Kami disambut terlalu baik, kami disuguhi minuman yang terlalu manis sampai kembung, kami dipersilakan dengan cemilan merk A sampai Z, lalu dipersilakan untuk terlibat dalam kegiatan halal bi halal salah satu perangkat desa. Anaknya lucu, loncat-loncat terlampau bahagia saat ayahnya datang bersama kami berbondong-bondong dan langsung minta peluk. Kami diajak bicara ini itu, pembicaraan tentangku masih seputar namaku yang sama dengan nama orkestra Pantura. Pembicaraan yang sebagian besar adalah pengulangan dari pembicaraan kami di pertemuan sebelumnya. Pembicaraan yang masih harus direspons dengan gelak tawa, karena apa kata dunia kalau kamu hanya merengut-rengut. Kami serempak memutuskan untuk cekikan, kesepakatan yang lahir dari bahasa tubuh masing-masing.

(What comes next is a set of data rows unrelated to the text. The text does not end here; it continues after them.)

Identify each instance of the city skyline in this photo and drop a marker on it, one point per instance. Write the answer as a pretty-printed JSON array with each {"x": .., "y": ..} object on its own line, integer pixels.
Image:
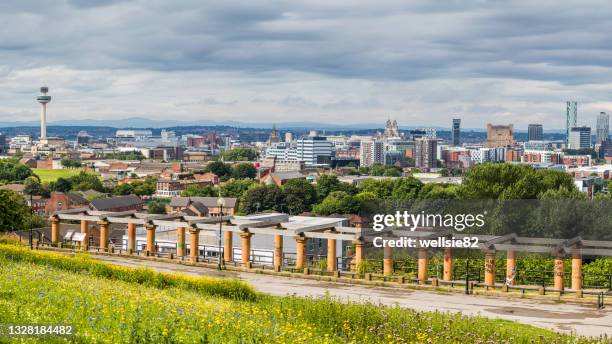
[{"x": 324, "y": 62}]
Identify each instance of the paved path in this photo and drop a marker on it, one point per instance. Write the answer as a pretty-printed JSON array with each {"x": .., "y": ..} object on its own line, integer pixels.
[{"x": 581, "y": 319}]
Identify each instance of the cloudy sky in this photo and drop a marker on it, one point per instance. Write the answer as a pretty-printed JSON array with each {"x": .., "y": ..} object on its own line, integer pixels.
[{"x": 340, "y": 61}]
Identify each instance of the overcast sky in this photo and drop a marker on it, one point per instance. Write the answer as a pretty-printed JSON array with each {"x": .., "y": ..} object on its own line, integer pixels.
[{"x": 337, "y": 61}]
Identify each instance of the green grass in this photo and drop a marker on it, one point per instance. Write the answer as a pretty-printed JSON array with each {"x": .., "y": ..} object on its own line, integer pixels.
[
  {"x": 131, "y": 310},
  {"x": 52, "y": 175}
]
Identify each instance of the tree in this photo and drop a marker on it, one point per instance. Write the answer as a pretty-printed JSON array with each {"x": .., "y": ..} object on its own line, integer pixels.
[
  {"x": 244, "y": 170},
  {"x": 392, "y": 171},
  {"x": 15, "y": 212},
  {"x": 377, "y": 170},
  {"x": 199, "y": 191},
  {"x": 506, "y": 181},
  {"x": 240, "y": 154},
  {"x": 299, "y": 196},
  {"x": 337, "y": 202},
  {"x": 70, "y": 163},
  {"x": 156, "y": 207},
  {"x": 262, "y": 197},
  {"x": 219, "y": 168},
  {"x": 382, "y": 188},
  {"x": 34, "y": 187},
  {"x": 329, "y": 183},
  {"x": 60, "y": 185},
  {"x": 124, "y": 189},
  {"x": 145, "y": 188},
  {"x": 86, "y": 181},
  {"x": 236, "y": 187},
  {"x": 438, "y": 191},
  {"x": 406, "y": 188}
]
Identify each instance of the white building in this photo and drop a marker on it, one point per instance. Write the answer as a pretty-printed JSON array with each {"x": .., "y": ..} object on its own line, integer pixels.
[{"x": 314, "y": 150}]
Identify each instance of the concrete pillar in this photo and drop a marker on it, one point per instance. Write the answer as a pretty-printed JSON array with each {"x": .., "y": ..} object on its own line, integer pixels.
[
  {"x": 447, "y": 273},
  {"x": 194, "y": 243},
  {"x": 103, "y": 235},
  {"x": 180, "y": 242},
  {"x": 559, "y": 273},
  {"x": 331, "y": 255},
  {"x": 245, "y": 240},
  {"x": 387, "y": 261},
  {"x": 576, "y": 271},
  {"x": 132, "y": 237},
  {"x": 359, "y": 253},
  {"x": 55, "y": 223},
  {"x": 300, "y": 256},
  {"x": 228, "y": 254},
  {"x": 490, "y": 269},
  {"x": 150, "y": 238},
  {"x": 423, "y": 262},
  {"x": 511, "y": 266},
  {"x": 85, "y": 232},
  {"x": 278, "y": 252}
]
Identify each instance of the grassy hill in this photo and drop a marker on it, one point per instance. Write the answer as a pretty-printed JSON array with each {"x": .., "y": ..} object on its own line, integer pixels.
[{"x": 114, "y": 304}]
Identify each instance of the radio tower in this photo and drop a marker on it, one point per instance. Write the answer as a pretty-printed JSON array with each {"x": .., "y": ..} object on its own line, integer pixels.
[{"x": 43, "y": 99}]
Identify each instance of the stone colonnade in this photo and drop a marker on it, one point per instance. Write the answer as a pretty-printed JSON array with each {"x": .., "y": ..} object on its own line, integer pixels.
[{"x": 301, "y": 244}]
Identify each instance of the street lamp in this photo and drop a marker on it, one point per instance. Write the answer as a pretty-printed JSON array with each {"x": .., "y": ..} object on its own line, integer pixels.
[
  {"x": 221, "y": 204},
  {"x": 31, "y": 220}
]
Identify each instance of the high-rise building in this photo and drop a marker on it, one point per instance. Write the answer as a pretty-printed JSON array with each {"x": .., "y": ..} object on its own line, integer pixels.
[
  {"x": 580, "y": 138},
  {"x": 535, "y": 132},
  {"x": 603, "y": 127},
  {"x": 273, "y": 135},
  {"x": 456, "y": 131},
  {"x": 499, "y": 135},
  {"x": 371, "y": 152},
  {"x": 43, "y": 99},
  {"x": 314, "y": 149},
  {"x": 425, "y": 152},
  {"x": 391, "y": 129},
  {"x": 571, "y": 118}
]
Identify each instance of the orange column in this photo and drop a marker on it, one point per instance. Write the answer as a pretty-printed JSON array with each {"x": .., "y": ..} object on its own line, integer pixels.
[
  {"x": 245, "y": 239},
  {"x": 103, "y": 235},
  {"x": 511, "y": 267},
  {"x": 278, "y": 252},
  {"x": 85, "y": 231},
  {"x": 490, "y": 268},
  {"x": 131, "y": 237},
  {"x": 359, "y": 253},
  {"x": 423, "y": 262},
  {"x": 55, "y": 223},
  {"x": 559, "y": 273},
  {"x": 194, "y": 243},
  {"x": 387, "y": 261},
  {"x": 576, "y": 271},
  {"x": 180, "y": 241},
  {"x": 300, "y": 256},
  {"x": 150, "y": 238},
  {"x": 331, "y": 255},
  {"x": 228, "y": 254},
  {"x": 447, "y": 274}
]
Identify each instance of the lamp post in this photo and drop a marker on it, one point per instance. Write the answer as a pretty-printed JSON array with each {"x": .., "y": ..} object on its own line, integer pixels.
[
  {"x": 31, "y": 220},
  {"x": 221, "y": 204}
]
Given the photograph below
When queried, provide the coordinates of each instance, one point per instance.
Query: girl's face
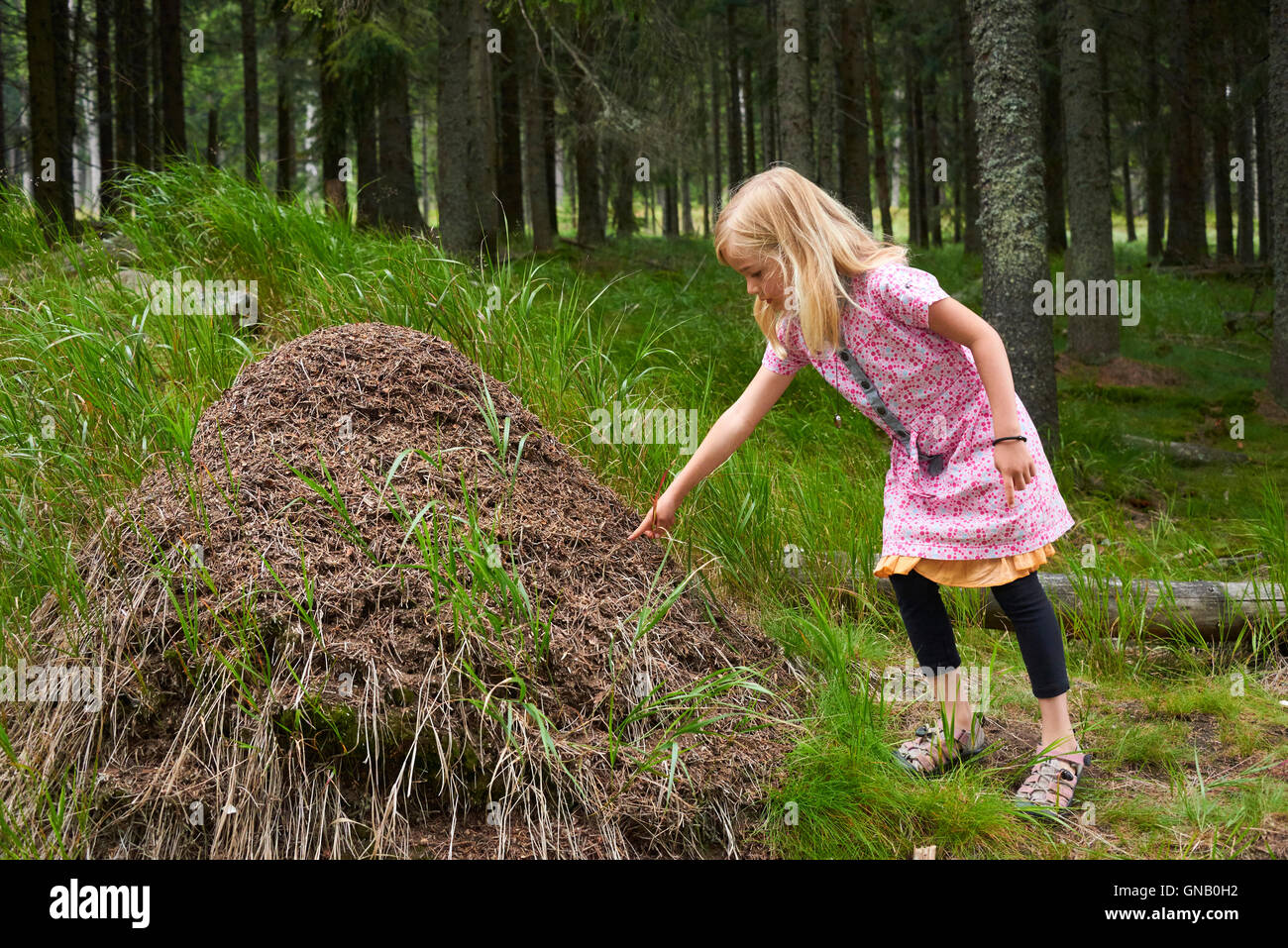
(764, 275)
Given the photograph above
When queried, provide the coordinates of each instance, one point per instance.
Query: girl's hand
(1016, 463)
(658, 520)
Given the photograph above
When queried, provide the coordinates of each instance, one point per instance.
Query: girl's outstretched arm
(953, 321)
(730, 430)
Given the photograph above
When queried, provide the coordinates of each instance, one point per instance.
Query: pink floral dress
(944, 497)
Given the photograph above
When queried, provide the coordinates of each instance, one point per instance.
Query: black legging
(1025, 603)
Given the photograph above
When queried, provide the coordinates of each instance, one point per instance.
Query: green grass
(658, 324)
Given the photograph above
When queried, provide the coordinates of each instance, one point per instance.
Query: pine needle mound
(386, 613)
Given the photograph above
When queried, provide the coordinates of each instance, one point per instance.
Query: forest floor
(1189, 737)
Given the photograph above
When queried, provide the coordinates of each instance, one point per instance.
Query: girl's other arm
(730, 430)
(1013, 459)
(953, 321)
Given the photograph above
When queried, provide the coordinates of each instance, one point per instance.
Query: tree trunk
(250, 86)
(855, 181)
(794, 90)
(548, 140)
(467, 170)
(366, 132)
(748, 127)
(398, 204)
(831, 119)
(912, 142)
(1220, 125)
(333, 125)
(213, 137)
(103, 16)
(172, 46)
(931, 174)
(772, 137)
(510, 166)
(734, 119)
(970, 237)
(1155, 209)
(1186, 231)
(1265, 179)
(51, 153)
(1276, 102)
(1243, 143)
(284, 103)
(1052, 124)
(533, 110)
(590, 228)
(1128, 201)
(883, 167)
(715, 121)
(1013, 215)
(1093, 337)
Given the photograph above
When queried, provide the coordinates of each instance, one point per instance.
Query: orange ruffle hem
(969, 574)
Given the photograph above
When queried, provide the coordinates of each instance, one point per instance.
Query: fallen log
(1186, 453)
(1216, 610)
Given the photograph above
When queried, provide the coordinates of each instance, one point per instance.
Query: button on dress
(945, 507)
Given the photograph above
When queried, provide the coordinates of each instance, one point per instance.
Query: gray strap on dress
(932, 464)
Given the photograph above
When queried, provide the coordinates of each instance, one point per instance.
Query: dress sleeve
(777, 364)
(906, 294)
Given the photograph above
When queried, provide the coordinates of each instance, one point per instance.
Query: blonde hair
(816, 243)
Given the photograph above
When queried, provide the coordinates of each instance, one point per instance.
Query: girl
(969, 498)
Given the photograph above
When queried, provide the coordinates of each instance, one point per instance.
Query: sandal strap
(1052, 781)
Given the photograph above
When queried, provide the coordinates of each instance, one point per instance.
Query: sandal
(927, 753)
(1051, 784)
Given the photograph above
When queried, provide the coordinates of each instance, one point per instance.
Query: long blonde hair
(816, 243)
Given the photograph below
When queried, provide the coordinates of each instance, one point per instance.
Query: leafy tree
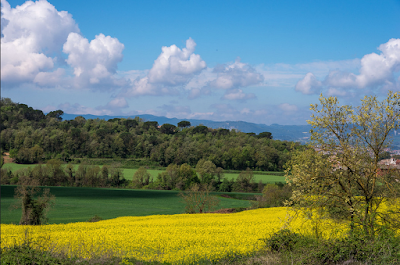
(207, 171)
(150, 124)
(338, 175)
(184, 124)
(33, 209)
(267, 135)
(168, 128)
(245, 181)
(141, 178)
(55, 114)
(200, 129)
(198, 199)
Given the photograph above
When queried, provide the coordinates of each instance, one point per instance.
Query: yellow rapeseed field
(181, 238)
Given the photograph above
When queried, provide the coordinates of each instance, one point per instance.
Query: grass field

Jenis-jenis keramahtamahan semacam ini adalah hal yang sudah kuketahui sejak jaman SD, kalau orang Jawa terkenal dengan senyam senyumnya yang diumbar-umbar. Aku tidak kaget, aku tidak melihat mereka sebagai orang yang mukanya ada di depan dan belakang, aku melihat mereka sebagai orang-orang yang memang digariskan untuk keseringan menarik kedua ujung bibir mereka sampai lebar sekali. Jenis tarikan bibir yang tidak banyak dilakukan orang-orang desa di tempat kelahiranku. Jenis kepedulian yang disampaikan dengan terlalu apik sampai yang diberi kepedulian jadi silau dan perlahan terbang-terbang dari bumi. Membuat yang dipedulikan melupakan posibilitas potensi kepalsuan dan membuat mereka ikut-ikutan sok ramah senyam senyum. 

Tapi bagaimana pun terimakasih yang harus kuucapkan harus sangat besar menggunung-gunung, karena tempatku di sini berteduh adalah hasil dari keramahtamahan itu. Hasil dari senyum yang sesumbar itu, hasil dari gestur yang membuat tamu ingin tinggal lama-lama karena merasa disambut dengan teralu baik. Membuat para perantau yang jauh dari orang tua merasa punya keluarga baru, yang sedikit lebih tua jadi kakak, yang sudah tua sekali jadi orang tua, lalu beranak pinak sampai kucrut-kucrut menggemaskan yang rasanya seperti adik sendiri. Meski imbasnya adalah mata-mata dan hati, jadi mata hati, perlu super peka untuk tau mana yang iya dan mana yang tidak. Untuk tau bukan dari bibir, tapi dari gerak si alis, hidung, bibir dan wajah secara keseluruhan, lalu tangan, tubuh, dan kaki. Bahasa-bahasa primitif yang mendarah daging sampai abad 21 ini.